In response to continued customer concerns about how to license for access to SAP products by third parties or by processes, SAP announced that it was offering a new pricing model based on indirect access.  Customers using SAP S/4HANA, SAP S/4HANA Cloud, and SAP ERP solutions should carefully evaluate the new license model offered by SAP to determine whether the new model will simplify SAP licensing and/or reduce the costs associated with use cases involving indirect access.  The new licensing model does not apply to SAP's technology solutions (e.g., database, middleware integration, SAP Cloud Platform, etc.)

In the past, SAP customers paid for each user who accessed the SAP systems.  During software audits, customers faced compliance challenges when the SAP systems were accessed by third parties, or by digital processes and bots.  SAP is now allowing customers to license indirect access based on the number of transactions or documents processed by the system.   Customers will pay for the total number of documents the customer will have the ability to process during a 12-month period.

SAP's new licensing model for indirect/digital access charges for nine types of documents that include sales, invoices, purchase, maintenance, time management, and manufacturing quality management.  SAP claims that customers will only be charged for a document once, and that some documents will be counted as fractions of documents (20% of a document) rather than a full document.  As an example, SAP offers the following:

SAP counts only the initial documents created.  For example: a sales document created by Indirect/Digital Access is automatically processed in the Digital Core resulting in the creation of invoice, material or financial documents.  SAP would charge only for the sales documents initially created and not for the subsequent documents.

To calculate the total license fee owed, a customer will be required to identify the document type, the document type multiplier, and the total number of documents in that document type the customer processed during the 12-month licensing period.  SAP has indicated that it will offer discounts for licenses that include processing larger numbers of documents.  Although it is not entirely clear, it appears that SAP will require customer to true up if the actual indirect access usage exceeded the licensed usage.
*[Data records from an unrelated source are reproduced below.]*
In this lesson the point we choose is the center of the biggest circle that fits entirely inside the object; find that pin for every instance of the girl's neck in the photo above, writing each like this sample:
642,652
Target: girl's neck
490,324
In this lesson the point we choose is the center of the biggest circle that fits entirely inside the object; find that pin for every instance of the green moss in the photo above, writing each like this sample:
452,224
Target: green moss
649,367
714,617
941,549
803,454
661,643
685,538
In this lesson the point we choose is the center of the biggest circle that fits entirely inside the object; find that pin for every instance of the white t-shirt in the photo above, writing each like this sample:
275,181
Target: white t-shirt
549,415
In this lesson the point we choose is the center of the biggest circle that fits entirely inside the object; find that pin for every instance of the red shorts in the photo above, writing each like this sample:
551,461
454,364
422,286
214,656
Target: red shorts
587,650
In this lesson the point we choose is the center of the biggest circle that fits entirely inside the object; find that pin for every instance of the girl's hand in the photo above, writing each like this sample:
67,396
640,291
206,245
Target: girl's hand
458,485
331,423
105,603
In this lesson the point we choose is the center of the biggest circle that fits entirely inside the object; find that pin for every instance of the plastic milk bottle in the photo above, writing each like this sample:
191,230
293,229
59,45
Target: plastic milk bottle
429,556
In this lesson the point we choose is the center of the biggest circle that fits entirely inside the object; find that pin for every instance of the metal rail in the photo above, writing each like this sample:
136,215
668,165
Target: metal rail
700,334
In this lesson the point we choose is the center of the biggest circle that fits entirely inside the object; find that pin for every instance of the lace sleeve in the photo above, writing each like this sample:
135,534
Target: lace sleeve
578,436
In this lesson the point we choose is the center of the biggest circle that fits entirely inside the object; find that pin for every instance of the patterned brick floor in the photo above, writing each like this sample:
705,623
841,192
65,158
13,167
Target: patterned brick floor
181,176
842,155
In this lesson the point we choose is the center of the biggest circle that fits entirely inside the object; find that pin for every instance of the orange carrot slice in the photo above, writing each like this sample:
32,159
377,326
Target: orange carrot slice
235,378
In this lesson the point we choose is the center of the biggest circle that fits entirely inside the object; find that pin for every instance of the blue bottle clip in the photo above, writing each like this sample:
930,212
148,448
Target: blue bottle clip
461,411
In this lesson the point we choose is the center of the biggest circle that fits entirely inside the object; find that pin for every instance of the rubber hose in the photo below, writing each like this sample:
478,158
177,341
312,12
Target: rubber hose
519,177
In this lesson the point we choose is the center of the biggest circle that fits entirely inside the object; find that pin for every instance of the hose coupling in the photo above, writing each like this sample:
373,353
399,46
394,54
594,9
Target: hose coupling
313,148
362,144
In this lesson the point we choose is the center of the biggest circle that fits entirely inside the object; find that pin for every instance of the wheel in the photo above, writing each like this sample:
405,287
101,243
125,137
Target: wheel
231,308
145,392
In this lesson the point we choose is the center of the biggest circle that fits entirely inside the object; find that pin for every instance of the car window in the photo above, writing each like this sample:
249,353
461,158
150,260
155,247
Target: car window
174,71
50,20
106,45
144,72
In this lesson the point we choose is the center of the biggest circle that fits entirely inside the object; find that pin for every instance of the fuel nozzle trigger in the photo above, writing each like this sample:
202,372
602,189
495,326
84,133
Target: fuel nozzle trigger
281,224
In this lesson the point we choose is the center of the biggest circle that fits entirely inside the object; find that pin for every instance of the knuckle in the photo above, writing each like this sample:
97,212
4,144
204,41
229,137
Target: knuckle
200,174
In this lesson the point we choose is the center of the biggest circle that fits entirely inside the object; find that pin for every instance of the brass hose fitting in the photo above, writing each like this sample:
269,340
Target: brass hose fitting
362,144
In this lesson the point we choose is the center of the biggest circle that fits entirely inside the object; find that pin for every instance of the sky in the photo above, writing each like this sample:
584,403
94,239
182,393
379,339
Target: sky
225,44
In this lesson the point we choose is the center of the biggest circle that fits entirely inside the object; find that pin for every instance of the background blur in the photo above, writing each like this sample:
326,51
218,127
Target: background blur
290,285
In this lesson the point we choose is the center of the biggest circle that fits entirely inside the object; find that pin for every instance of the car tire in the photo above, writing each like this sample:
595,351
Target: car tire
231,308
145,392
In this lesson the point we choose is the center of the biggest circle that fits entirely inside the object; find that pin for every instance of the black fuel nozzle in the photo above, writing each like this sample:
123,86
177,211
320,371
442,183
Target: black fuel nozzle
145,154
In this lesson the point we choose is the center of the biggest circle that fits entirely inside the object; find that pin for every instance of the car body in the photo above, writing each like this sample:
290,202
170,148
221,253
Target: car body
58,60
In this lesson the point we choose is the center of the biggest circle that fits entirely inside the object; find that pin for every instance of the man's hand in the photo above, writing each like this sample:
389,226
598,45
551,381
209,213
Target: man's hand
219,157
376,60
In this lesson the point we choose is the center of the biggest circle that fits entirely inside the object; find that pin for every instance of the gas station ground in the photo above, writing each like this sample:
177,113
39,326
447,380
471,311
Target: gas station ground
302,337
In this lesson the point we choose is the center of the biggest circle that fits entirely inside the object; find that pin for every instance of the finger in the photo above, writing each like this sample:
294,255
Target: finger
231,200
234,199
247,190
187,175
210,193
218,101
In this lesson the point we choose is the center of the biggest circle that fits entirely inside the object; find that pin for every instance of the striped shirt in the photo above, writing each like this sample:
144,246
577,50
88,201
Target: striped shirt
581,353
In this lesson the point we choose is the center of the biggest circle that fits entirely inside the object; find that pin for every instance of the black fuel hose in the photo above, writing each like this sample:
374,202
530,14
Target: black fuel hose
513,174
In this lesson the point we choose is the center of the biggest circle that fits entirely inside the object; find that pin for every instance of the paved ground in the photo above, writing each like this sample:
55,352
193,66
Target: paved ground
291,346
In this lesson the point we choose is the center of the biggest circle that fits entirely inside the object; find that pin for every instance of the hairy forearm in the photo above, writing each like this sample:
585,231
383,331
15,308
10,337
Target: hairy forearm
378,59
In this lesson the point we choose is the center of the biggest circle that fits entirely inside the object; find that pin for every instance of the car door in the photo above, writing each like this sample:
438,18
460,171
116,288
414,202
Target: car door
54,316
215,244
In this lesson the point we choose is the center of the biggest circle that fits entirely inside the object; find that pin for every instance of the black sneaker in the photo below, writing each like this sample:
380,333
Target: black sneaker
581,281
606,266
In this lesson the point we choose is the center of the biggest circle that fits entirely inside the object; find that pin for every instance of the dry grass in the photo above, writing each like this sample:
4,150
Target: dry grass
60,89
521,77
SAP advises customers that they can keep their current SAP license terms, exchange existing direct access licenses for indirect access licenses, or convert existing contracts to a new, consolidated contract.  Each customer should carefully evaluate all of its use cases related to the SAP products that now offer licensing for indirect access to determine whether a license exchange or a contract conversion make sense given all of its business objectives.  Customers converting to SAP's cloud offerings may request that previously paid fees be applied to the purchase of cloud products.